Les rares navires qui se trouvent dans le port n’ont pas le moindre mouvement. Ils semblent figés dans une matière solide tant ils sont immobiles, et les quelques morceaux d’étoffes qui sont étendus sur les ponts, vêtements ou enseignes, pendent lamentablement.

318.2

Les apôtres, accompagnés des deux voyageurs pour Antioche, arrivent à la côte par une ruelle populaire du port. Je ne sais pas ce que sont devenus l’âne et le char. Ils ont disparu. Pierre et André portent un coffre, Jacques et Jean le second, tandis que Jude a chargé sur ses épaules le métier à tisser démonté ; Matthieu, Jacques, fils d’Alphée, et Simon le Zélote se sont chargés de tous les sacs, y compris celui de Jésus. Syntica a dans les mains un panier de vivres. Jean d’En-Dor ne porte rien. Ils marchent rapidement parmi les gens qui, pour la plupart, re­viennent du marché avec les provisions, ou se hâtent, s’il s’agit de matelots, vers le port pour charger ou décharger les navires, ou les réparer, suivant les besoins.

Simon-Pierre avance, sûr de lui. Il doit déjà savoir où se rendre car il ne regarde pas autour de lui. Tout rouge, il transporte, avec un cordage qui sert de poignée, le coffre avec l’aide d’André. Et on voit, tant pour eux que pour leurs compagnons Jacques et Jean, l’effort que leur impose le poids qu’ils portent à la contraction des muscles des mollets et des bras car, pour être plus libres, ils ne sont vêtus que de leur sous-vêtement court et sans manches, semblables en tout point aux portefaix qui se hâtent des entrepôts aux navires, ou vice versa, pour leurs opérations. Aussi passent-ils absolument inaperçus.

318.3

Pierre ne va pas à la grande cale, mais, par une passerelle grinçante, il se rend à la plus modeste, un petit môle arqué qui abrite un second bassin beaucoup moins vaste pour les barques de pêche. Il regarde et appelle.

Un homme se lève d’une embarcation robuste plutôt grande et répond :

« Tu veux absolument partir? Remarque que la voile ne sert à rien, aujourd’hui. Il faudra avancer à force de rames.

– Cela servira à me réchauffer et à me donner de l’appétit.

– Mais es-tu vraiment capable de naviguer ?

– Eh, l’homme ! Je ne savais pas encore dire “ maman ” que déjà mon père m’avait mis dans les mains la drisse et le filin des voiles. J’y ai aiguisé mes dents de lait…

– C’est parce que, tu sais, cette barque est mon seul bien, tu sais ?

– Tu me l’as déjà dit hier… Tu ne connais pas une autre chanson ?

– Je sais que si tu coules, je serai ruiné et…

– C’est moi qui serai ruiné si j’y laisse ma peau, pas toi!

– Mais c’est mon bien, mon pain, ma joie et celle de ma femme, la dot de ma fillette, et…
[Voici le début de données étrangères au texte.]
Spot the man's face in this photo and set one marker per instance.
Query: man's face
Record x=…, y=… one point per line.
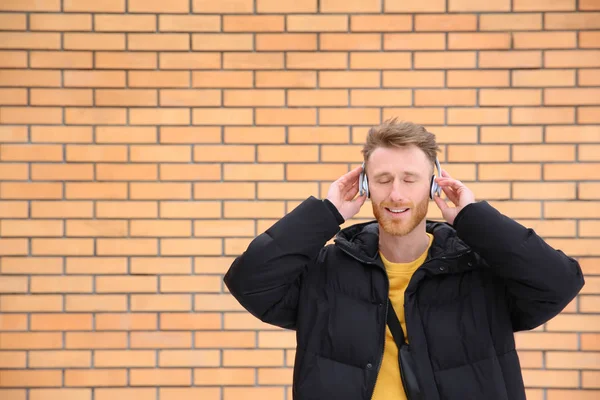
x=399, y=183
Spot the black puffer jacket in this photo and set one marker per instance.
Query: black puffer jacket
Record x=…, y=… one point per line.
x=484, y=278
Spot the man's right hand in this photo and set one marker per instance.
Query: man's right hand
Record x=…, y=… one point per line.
x=342, y=194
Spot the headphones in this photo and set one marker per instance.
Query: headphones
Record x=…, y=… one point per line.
x=363, y=184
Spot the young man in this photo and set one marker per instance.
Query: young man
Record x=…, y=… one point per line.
x=459, y=288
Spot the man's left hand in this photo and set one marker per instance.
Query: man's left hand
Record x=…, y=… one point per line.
x=456, y=192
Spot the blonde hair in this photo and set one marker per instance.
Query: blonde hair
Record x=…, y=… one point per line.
x=394, y=133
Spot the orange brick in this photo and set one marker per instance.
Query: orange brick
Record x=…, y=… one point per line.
x=543, y=191
x=195, y=135
x=318, y=135
x=30, y=5
x=273, y=6
x=186, y=209
x=510, y=59
x=310, y=60
x=575, y=20
x=410, y=6
x=13, y=22
x=478, y=153
x=221, y=41
x=443, y=22
x=589, y=39
x=349, y=41
x=125, y=23
x=31, y=303
x=254, y=357
x=284, y=79
x=14, y=59
x=446, y=59
x=419, y=115
x=148, y=340
x=128, y=322
x=178, y=172
x=31, y=378
x=126, y=60
x=201, y=247
x=31, y=115
x=106, y=6
x=412, y=79
x=542, y=115
x=223, y=190
x=160, y=116
x=510, y=22
x=161, y=302
x=95, y=303
x=254, y=23
x=189, y=23
x=100, y=116
x=186, y=321
x=253, y=209
x=466, y=116
x=508, y=97
x=160, y=377
x=14, y=97
x=286, y=41
x=60, y=22
x=95, y=378
x=349, y=79
x=157, y=265
x=543, y=78
x=94, y=41
x=573, y=96
x=544, y=40
x=445, y=97
x=571, y=171
x=124, y=394
x=126, y=97
x=61, y=97
x=158, y=41
x=177, y=60
x=288, y=153
x=158, y=79
x=145, y=6
x=30, y=152
x=124, y=358
x=380, y=23
x=464, y=41
x=513, y=171
x=589, y=153
x=30, y=190
x=29, y=40
x=314, y=172
x=357, y=116
x=474, y=5
x=96, y=190
x=571, y=58
x=222, y=79
x=125, y=284
x=588, y=115
x=30, y=78
x=223, y=376
x=540, y=5
x=414, y=41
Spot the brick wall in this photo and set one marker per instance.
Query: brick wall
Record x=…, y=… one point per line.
x=144, y=143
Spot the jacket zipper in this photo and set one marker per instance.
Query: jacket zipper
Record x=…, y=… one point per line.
x=456, y=255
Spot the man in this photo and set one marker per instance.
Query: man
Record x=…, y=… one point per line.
x=459, y=288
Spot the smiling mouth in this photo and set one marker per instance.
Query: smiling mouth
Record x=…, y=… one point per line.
x=397, y=210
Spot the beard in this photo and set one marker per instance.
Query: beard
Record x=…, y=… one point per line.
x=401, y=226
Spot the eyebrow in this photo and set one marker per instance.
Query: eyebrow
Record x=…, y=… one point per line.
x=408, y=173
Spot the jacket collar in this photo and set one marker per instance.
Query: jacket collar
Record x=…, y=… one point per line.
x=361, y=241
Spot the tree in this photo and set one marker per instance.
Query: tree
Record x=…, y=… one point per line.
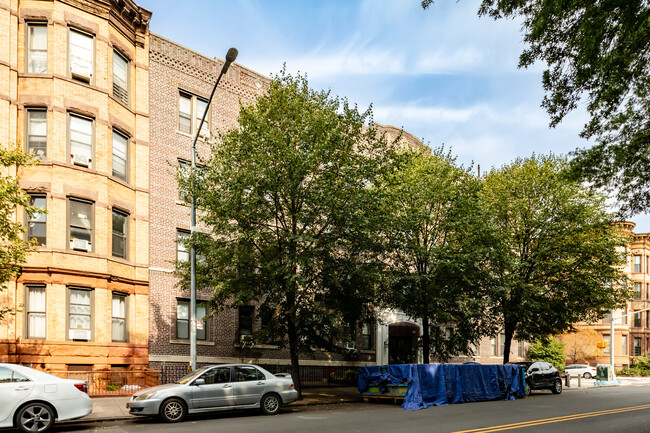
x=548, y=349
x=581, y=345
x=598, y=50
x=13, y=246
x=558, y=257
x=289, y=199
x=436, y=241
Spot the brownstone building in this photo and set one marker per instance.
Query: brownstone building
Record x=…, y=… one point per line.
x=75, y=92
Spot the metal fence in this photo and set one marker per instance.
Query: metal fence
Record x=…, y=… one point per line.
x=113, y=383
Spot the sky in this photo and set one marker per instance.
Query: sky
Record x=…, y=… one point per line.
x=445, y=75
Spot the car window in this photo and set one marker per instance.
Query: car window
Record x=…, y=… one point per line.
x=7, y=375
x=217, y=375
x=244, y=373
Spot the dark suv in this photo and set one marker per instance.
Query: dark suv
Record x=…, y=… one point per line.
x=541, y=375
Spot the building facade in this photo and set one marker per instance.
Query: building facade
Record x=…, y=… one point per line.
x=75, y=92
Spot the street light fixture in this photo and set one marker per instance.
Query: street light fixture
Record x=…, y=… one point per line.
x=230, y=57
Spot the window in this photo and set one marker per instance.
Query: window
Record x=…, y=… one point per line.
x=120, y=156
x=36, y=319
x=120, y=77
x=183, y=320
x=118, y=317
x=81, y=140
x=120, y=227
x=37, y=133
x=245, y=373
x=366, y=336
x=37, y=48
x=37, y=222
x=246, y=315
x=81, y=224
x=80, y=314
x=190, y=112
x=81, y=51
x=182, y=252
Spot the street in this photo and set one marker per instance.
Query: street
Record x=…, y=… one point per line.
x=593, y=410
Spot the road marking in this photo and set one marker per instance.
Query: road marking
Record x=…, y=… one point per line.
x=552, y=420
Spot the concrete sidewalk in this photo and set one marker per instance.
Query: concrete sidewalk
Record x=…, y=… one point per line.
x=114, y=408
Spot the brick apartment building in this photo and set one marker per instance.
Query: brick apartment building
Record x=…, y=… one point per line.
x=75, y=91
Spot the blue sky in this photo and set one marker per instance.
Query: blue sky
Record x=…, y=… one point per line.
x=444, y=74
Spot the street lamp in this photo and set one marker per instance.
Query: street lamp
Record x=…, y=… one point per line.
x=611, y=338
x=230, y=57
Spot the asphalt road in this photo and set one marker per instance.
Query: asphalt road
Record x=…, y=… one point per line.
x=592, y=410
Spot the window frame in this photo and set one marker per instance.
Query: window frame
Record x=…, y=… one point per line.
x=81, y=78
x=125, y=234
x=69, y=314
x=92, y=222
x=29, y=50
x=28, y=135
x=126, y=98
x=30, y=311
x=91, y=162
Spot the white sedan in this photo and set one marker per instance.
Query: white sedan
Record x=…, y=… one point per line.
x=31, y=400
x=583, y=370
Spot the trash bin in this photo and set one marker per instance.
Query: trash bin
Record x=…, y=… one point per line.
x=602, y=372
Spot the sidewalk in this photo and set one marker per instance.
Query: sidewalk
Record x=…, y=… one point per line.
x=114, y=408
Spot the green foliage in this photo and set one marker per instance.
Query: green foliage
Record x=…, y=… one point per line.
x=548, y=349
x=13, y=246
x=289, y=197
x=556, y=260
x=597, y=55
x=436, y=241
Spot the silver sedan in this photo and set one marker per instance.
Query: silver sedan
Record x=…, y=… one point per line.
x=215, y=388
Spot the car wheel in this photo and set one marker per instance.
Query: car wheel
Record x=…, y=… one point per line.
x=35, y=417
x=557, y=386
x=173, y=410
x=270, y=404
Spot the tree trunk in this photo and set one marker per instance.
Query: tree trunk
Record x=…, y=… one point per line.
x=426, y=341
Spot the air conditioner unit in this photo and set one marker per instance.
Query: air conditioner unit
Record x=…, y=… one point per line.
x=79, y=159
x=79, y=334
x=80, y=244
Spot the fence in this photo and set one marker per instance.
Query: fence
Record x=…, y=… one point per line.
x=113, y=383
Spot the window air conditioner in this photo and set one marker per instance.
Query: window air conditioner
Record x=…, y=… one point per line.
x=79, y=334
x=79, y=159
x=80, y=244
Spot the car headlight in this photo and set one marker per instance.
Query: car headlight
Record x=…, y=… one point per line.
x=146, y=395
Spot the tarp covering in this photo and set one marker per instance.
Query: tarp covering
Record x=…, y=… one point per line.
x=441, y=384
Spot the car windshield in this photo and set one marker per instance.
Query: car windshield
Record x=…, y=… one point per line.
x=192, y=375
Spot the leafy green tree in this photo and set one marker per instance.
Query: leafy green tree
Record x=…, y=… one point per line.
x=548, y=349
x=13, y=246
x=290, y=201
x=435, y=243
x=557, y=258
x=598, y=51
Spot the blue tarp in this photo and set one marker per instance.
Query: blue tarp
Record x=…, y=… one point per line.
x=441, y=384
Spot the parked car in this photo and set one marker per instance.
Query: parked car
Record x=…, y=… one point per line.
x=541, y=375
x=583, y=370
x=216, y=388
x=31, y=400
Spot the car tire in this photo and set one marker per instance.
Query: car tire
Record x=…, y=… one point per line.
x=173, y=410
x=35, y=418
x=270, y=404
x=557, y=386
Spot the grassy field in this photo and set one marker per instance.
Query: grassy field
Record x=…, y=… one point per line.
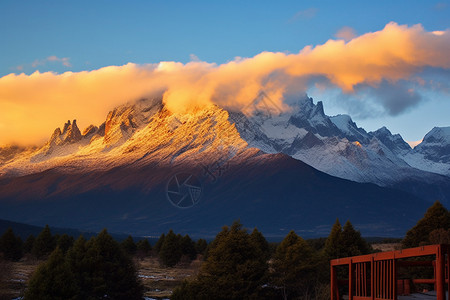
x=158, y=281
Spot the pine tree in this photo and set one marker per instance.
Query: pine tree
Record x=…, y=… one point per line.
x=28, y=245
x=170, y=252
x=11, y=246
x=235, y=269
x=258, y=238
x=437, y=216
x=94, y=269
x=333, y=247
x=188, y=247
x=159, y=243
x=53, y=280
x=352, y=244
x=44, y=243
x=65, y=242
x=295, y=267
x=110, y=269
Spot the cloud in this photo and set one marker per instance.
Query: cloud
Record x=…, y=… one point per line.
x=346, y=33
x=305, y=14
x=440, y=6
x=384, y=64
x=65, y=61
x=394, y=98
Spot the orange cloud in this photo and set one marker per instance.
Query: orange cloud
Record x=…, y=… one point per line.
x=346, y=33
x=31, y=106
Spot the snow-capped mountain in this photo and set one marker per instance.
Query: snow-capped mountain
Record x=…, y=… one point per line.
x=433, y=153
x=250, y=166
x=334, y=145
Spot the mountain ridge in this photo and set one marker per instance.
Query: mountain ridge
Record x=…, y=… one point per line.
x=259, y=167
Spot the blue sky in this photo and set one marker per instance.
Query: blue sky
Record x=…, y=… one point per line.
x=62, y=36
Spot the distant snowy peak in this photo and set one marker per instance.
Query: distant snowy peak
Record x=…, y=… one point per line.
x=436, y=145
x=69, y=135
x=312, y=118
x=394, y=142
x=349, y=129
x=438, y=135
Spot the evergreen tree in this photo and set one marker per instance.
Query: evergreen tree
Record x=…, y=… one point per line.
x=295, y=266
x=333, y=247
x=159, y=243
x=28, y=245
x=235, y=269
x=170, y=252
x=437, y=216
x=5, y=277
x=439, y=236
x=129, y=246
x=112, y=271
x=352, y=244
x=200, y=246
x=44, y=243
x=53, y=280
x=65, y=242
x=96, y=269
x=143, y=247
x=188, y=247
x=11, y=246
x=258, y=238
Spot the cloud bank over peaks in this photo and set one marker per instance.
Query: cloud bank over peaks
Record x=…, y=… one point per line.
x=389, y=63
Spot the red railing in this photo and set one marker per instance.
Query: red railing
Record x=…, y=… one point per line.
x=375, y=276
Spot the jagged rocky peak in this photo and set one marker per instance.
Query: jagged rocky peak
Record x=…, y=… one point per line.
x=123, y=121
x=73, y=134
x=394, y=142
x=91, y=129
x=436, y=145
x=438, y=135
x=70, y=134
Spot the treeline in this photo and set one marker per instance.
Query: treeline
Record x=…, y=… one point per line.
x=242, y=265
x=170, y=248
x=238, y=264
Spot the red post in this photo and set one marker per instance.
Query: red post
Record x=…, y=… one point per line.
x=448, y=268
x=350, y=280
x=394, y=279
x=333, y=283
x=372, y=278
x=440, y=273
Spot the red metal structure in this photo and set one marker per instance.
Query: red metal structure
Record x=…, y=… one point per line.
x=375, y=276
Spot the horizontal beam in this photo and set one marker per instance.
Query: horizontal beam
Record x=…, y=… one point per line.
x=397, y=254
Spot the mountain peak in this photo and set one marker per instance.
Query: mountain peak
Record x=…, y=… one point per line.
x=438, y=135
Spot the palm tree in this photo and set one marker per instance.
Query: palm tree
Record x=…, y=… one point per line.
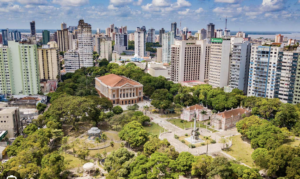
x=104, y=138
x=97, y=140
x=203, y=113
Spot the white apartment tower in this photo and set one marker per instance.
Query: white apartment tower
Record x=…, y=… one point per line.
x=219, y=61
x=239, y=66
x=167, y=41
x=19, y=69
x=262, y=71
x=85, y=44
x=151, y=35
x=186, y=63
x=140, y=42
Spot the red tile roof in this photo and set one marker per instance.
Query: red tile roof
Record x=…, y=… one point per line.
x=233, y=112
x=113, y=80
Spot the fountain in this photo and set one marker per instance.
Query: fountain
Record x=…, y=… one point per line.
x=194, y=139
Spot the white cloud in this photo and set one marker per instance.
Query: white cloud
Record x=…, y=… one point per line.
x=228, y=1
x=71, y=2
x=183, y=3
x=120, y=2
x=161, y=3
x=184, y=12
x=199, y=10
x=112, y=7
x=272, y=5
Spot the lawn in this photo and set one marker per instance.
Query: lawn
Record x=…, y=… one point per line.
x=185, y=124
x=169, y=115
x=154, y=129
x=241, y=151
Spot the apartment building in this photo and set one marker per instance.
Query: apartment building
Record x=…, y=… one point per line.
x=186, y=60
x=49, y=65
x=72, y=62
x=286, y=77
x=219, y=61
x=167, y=41
x=85, y=44
x=239, y=66
x=10, y=121
x=262, y=70
x=140, y=42
x=19, y=70
x=63, y=40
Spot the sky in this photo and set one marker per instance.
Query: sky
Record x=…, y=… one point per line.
x=243, y=15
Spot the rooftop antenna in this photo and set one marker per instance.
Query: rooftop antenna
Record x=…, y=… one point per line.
x=226, y=23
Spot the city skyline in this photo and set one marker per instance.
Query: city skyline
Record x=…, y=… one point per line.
x=262, y=15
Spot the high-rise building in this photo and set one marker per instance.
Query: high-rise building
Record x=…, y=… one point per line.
x=203, y=34
x=161, y=32
x=46, y=36
x=211, y=30
x=262, y=71
x=63, y=40
x=219, y=33
x=63, y=26
x=32, y=28
x=5, y=36
x=19, y=72
x=85, y=44
x=219, y=62
x=140, y=42
x=167, y=41
x=71, y=59
x=279, y=38
x=239, y=66
x=49, y=64
x=240, y=34
x=121, y=42
x=151, y=35
x=186, y=60
x=15, y=35
x=287, y=79
x=107, y=32
x=174, y=28
x=185, y=31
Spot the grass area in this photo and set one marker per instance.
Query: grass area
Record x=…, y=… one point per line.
x=154, y=129
x=169, y=115
x=241, y=151
x=185, y=124
x=72, y=162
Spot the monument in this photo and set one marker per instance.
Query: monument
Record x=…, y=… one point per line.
x=194, y=139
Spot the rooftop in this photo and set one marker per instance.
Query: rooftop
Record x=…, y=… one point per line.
x=233, y=112
x=113, y=80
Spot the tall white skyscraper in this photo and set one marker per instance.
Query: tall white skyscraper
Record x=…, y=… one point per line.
x=85, y=44
x=219, y=61
x=151, y=35
x=167, y=41
x=20, y=69
x=239, y=66
x=262, y=71
x=140, y=42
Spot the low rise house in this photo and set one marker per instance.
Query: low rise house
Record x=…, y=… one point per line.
x=228, y=119
x=119, y=89
x=189, y=113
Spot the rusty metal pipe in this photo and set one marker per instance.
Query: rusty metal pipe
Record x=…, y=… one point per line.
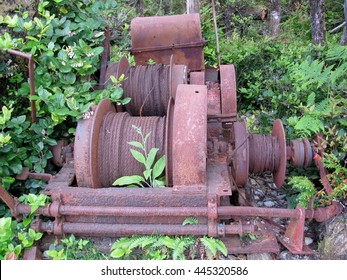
x=130, y=229
x=132, y=211
x=30, y=59
x=158, y=211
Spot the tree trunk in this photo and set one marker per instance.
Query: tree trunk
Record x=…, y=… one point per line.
x=193, y=6
x=343, y=41
x=317, y=17
x=275, y=17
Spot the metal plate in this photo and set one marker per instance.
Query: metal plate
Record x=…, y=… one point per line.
x=117, y=69
x=228, y=89
x=280, y=174
x=158, y=38
x=240, y=161
x=189, y=135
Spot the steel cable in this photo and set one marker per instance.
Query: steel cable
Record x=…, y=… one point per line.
x=148, y=87
x=114, y=156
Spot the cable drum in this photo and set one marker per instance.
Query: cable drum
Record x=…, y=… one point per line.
x=114, y=157
x=264, y=153
x=148, y=87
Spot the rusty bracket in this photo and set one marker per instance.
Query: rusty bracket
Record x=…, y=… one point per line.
x=37, y=176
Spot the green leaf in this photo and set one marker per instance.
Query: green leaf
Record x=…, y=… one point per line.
x=190, y=221
x=128, y=180
x=221, y=247
x=147, y=173
x=159, y=167
x=136, y=144
x=138, y=156
x=117, y=253
x=151, y=157
x=16, y=167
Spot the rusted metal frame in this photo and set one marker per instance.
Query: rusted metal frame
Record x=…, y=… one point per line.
x=33, y=253
x=216, y=32
x=189, y=136
x=130, y=229
x=294, y=236
x=56, y=209
x=30, y=175
x=323, y=174
x=30, y=59
x=104, y=59
x=169, y=47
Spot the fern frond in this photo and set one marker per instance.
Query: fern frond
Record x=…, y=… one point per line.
x=221, y=247
x=308, y=124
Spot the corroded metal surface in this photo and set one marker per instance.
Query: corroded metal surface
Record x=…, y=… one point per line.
x=228, y=91
x=102, y=153
x=240, y=157
x=150, y=87
x=189, y=135
x=158, y=38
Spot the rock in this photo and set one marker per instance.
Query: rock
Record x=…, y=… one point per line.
x=269, y=203
x=284, y=255
x=334, y=243
x=260, y=256
x=308, y=240
x=280, y=197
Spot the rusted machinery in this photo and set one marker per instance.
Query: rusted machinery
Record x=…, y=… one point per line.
x=191, y=112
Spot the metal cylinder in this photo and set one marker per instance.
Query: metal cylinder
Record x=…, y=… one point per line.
x=149, y=89
x=263, y=153
x=117, y=130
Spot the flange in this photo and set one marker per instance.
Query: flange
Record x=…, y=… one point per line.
x=240, y=158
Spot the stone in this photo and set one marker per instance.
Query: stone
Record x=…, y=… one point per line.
x=334, y=242
x=308, y=240
x=269, y=203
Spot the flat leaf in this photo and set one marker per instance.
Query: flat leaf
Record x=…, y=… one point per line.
x=138, y=156
x=159, y=167
x=128, y=180
x=136, y=144
x=147, y=173
x=151, y=157
x=117, y=253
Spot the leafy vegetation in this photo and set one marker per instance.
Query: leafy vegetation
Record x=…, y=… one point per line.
x=158, y=247
x=153, y=170
x=286, y=78
x=71, y=248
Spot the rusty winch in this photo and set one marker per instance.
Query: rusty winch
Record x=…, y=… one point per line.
x=191, y=112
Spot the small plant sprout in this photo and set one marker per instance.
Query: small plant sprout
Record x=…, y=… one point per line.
x=153, y=170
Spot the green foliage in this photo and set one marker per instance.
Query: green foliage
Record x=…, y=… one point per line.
x=153, y=170
x=14, y=238
x=190, y=221
x=65, y=38
x=158, y=247
x=35, y=201
x=71, y=248
x=304, y=188
x=337, y=177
– Ouf ! Ecoute, ne m’excite pas les nerfs qui ont déjà une crampe… une crampe plus terrible que celle des nageurs ! Je t’ai tant donné que je pourrais dire : “ Cette barque, je l’ai achetée ” ! Je n’ai pas marchandé, voleur maritime que tu es, je t’ai montré que je connais la rame et la voile mieux que toi, et tout était conclu. Maintenant, si la salade de poireaux que tu as mangée hier soir – ta bouche en sent mauvais comme une sentine –, t’a donné des cauchemars et des remords, peu m’importe. L’affaire a été conclue avec deux témoins, un pour toi et un pour moi, et cela suffit. Saute hors d’ici, crabe poilu, et laisse-moi entrer.

– Mais… une garantie au moins… Si tu meurs, qui me paiera le navire ?

– Le navire ? C’est le nom que tu donnes à cette courge creuse ? Ah ! Homme misérable et orgueilleux ! Mais je vais te tranquilliser pourvu que tu te décides : je vais te donner cent autres drachmes. Avec celles-ci et ce que tu as voulu pour la location, tu t’en fais trois autres de ces taupes… Ou plutôt non : pas d’argent. Tu serais capable de me traiter de fou et d’en vouloir davantage au retour. Car pour ce qui est de revenir, je reviendrai, tu peux en être sûr ! Au moins pour te faire la barbe avec des claques si tu m’as donné une barque dont la carène est défectueuse. Je te donnerai l’âne et le char en gage… Non, pas même cela ! Mon Antoine, je ne te le confie pas. Tu serais capable d’échanger ton métier de loueur de barques contre celui de cocher et de filer pendant que je suis parti. Et mon Antoine vaut dix fois ta barque. Il vaut mieux te donner de l’argent. Remarque pourtant que c’est à titre de garantie, et que tu me le rendras à mon retour. Tu as compris ? Oui ou non ? Ohé, vous du bateau ! Qui est de Ptolémaïs ? »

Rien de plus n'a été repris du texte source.